De bovendelen zijn warmbruin met zwarte strepen.
Opvallend is de witte buitenstaart.
Het vrouwtje mist de zwarte kop en is meer bruin.
De rietgors weet zich goed te handhaven en is een algemene broedvogel in ons land,
vooral in moerassige streken en rietlanden maar ook in grienden
en oeverbegroeiing kunnen we hem vinden.
Toch kunt u de rietgors heel goed in andere soorten terreinen aantreffen,
zoals in weidegebieden met slechts hier en daar een plukje riet langs een slootrandje.
Wie eenmaal goed de zang van de rietgors-mannetjes heeft leren kennen,
merkt al gauw dat deze soort op veel plaatsen aanwezig is.

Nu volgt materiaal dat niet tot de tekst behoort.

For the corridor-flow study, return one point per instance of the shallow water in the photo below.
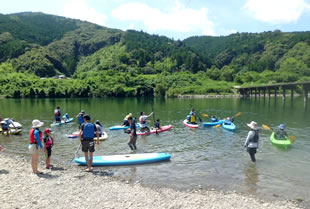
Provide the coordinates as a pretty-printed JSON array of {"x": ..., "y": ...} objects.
[{"x": 210, "y": 157}]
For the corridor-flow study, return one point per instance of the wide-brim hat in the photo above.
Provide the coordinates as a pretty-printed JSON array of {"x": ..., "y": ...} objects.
[
  {"x": 37, "y": 124},
  {"x": 253, "y": 125}
]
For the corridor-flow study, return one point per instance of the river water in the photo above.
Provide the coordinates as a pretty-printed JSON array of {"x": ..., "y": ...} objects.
[{"x": 204, "y": 157}]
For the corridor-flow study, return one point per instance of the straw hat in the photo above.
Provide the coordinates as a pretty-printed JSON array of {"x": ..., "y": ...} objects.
[
  {"x": 37, "y": 124},
  {"x": 253, "y": 125}
]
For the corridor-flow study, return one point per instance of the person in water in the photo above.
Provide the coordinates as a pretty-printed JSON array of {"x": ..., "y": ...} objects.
[
  {"x": 157, "y": 124},
  {"x": 251, "y": 142},
  {"x": 281, "y": 133},
  {"x": 87, "y": 140},
  {"x": 35, "y": 137},
  {"x": 48, "y": 144},
  {"x": 133, "y": 134},
  {"x": 125, "y": 121},
  {"x": 143, "y": 122},
  {"x": 57, "y": 114}
]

Zijn eentonige, metaalachtige lied zingt hij hoog in een struik of rietstengel.
Doorgaans wordt het zingen een vrij lange tijd vanaf de zelfde positie volgehouden.

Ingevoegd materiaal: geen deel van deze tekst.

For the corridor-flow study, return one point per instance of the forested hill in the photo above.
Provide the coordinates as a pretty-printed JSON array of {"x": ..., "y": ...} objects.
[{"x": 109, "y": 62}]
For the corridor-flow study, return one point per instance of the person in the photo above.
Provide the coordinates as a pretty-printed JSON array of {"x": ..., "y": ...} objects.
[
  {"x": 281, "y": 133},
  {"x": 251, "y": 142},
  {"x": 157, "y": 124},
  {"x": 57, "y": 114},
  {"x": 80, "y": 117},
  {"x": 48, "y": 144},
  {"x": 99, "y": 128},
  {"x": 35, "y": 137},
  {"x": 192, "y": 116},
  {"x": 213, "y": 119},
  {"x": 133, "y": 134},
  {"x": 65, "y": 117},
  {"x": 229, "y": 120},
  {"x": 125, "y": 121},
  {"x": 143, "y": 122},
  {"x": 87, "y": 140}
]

De rietgors is een jaarvogel.
De vogels vormen in de winter zwermen en sluiten zich aan
bij andere kleine vogels op landbouwgronden en ander open terrein.
Al vroeg in het jaar, soms al in februari, beginnen ze territoria te bezetten,
maar de meeste worden pas bezet vanaf half maart.
Het voedsel bestaat uit zaden en insecten.
Het nestje met de typisch gekleurde eitjes ligt meestal op de grond of net daarboven.
Het bevindt zich vaak in een pol gras of biezen, maar ook wel in een struik.
Het wordt voornamelijk gemaakt van gras en mos.
Als bekleding gebruikt het rietgors-vrouwtje fijne grassprieten, haar of rietpluimen.
Jaarlijks kunnen er twee of drie legsels zijn.
Hoewel het broeden hoofdzakelijk door het vrouwtje wordt gedaan,
worden de jongen toch door beide ouders verzorgd.
Als het vrouwtje op het nest wordt verstoord,
vliegt ze weg met een merkwaardig langzame, trillende vlucht.